The wave sensor can receive seismic waves and solve them into images of the formation and fluid front*** Underground fiber optic 3-component seismic measurement has high agility and directionality, which can generate high-precision spatial images. It can not only provide near wellbore images, but also images of the surrounding strata of the wellbore. In some cases, the measurement range can reach several thousand feet. It operates throughout the entire lifespan of the oil well and can withstand harsh environmental conditions (temperatures up to 175 ℃ and pressures up to 100MPa), without movable components or downhole electronic devices. It is enclosed in a protective casing with a diameter of 2.5cm and can withstand strong impacts and vibrations. It can be installed in complex completion strings and small spaces. In addition, the system also has the characteristics of large dynamic range and wide signal frequency band, with a signal frequency band width of 3Hz~800Hz, which can record equivalent responses from very low to very high frequencies.

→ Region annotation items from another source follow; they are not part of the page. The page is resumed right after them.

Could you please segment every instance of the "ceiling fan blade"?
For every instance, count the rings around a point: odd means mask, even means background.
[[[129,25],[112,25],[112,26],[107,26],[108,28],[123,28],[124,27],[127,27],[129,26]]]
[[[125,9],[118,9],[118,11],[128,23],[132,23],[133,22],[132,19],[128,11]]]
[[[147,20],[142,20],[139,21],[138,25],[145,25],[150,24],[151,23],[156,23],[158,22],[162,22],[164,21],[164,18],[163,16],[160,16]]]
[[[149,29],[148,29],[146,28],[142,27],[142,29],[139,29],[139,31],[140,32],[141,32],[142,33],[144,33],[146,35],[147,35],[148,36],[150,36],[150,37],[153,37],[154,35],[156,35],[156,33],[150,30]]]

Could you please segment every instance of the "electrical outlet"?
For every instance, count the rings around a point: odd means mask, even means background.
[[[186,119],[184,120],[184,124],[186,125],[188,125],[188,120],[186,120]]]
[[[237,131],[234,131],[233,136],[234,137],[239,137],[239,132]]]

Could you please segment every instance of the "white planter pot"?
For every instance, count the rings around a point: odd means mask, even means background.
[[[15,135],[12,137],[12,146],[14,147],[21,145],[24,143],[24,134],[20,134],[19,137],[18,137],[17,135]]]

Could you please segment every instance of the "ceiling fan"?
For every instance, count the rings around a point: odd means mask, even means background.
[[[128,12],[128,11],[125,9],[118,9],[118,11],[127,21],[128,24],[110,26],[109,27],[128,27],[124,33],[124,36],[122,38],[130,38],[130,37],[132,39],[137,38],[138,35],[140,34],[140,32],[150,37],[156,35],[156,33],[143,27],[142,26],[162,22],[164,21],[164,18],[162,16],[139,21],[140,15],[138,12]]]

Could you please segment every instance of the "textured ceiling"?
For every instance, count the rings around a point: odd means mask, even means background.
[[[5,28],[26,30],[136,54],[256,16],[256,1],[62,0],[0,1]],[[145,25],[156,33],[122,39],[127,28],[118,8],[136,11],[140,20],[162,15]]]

3. Laser fiber nuclear logging technology

Laser technology and fiber optic technology can be used to develop downhole sensors for logging in wells filled with non transparent fluids such as crude oil and mud. The research on laser fiber optic nuclear sensors is quite popular abroad, with a large number of related research papers in countries such as the United States, Germany, Russia, and Belgium. Laser fiber optic nuclear sensors are based on fiber optic communication and fiber optic sensors. They utilize physical effects such as photoinduced loss and photoluminescence, and have more advantages than conventional nuclear detectors. They are a typical interdisciplinary field. Fiber optic nuclear logging technology, in fact, is a nuclear detection technology in specific environments, and its typical advantages are:

(1) Sensitive probes can be developed for different energy levels in nuclear detection.

(2) Due to the application of photoluminescence effect, the probe can be located kilometers underground, while the photomultiplier tube is connected by a propagation optical cable and placed on the well, far away from the harsh underground environment (high temperature and high pressure), thereby extending its service life.

(3) Fiber optic has the ability to propagate at high speed and large capacity, and can also carry signals from other downhole instruments. However, laser fiber nuclear detectors also have defects, such as high temperature and high pressure resistant protective coatings, mechanical strength of propagation optical cables, and low attenuation loss of radiation resistant propagation optical cables.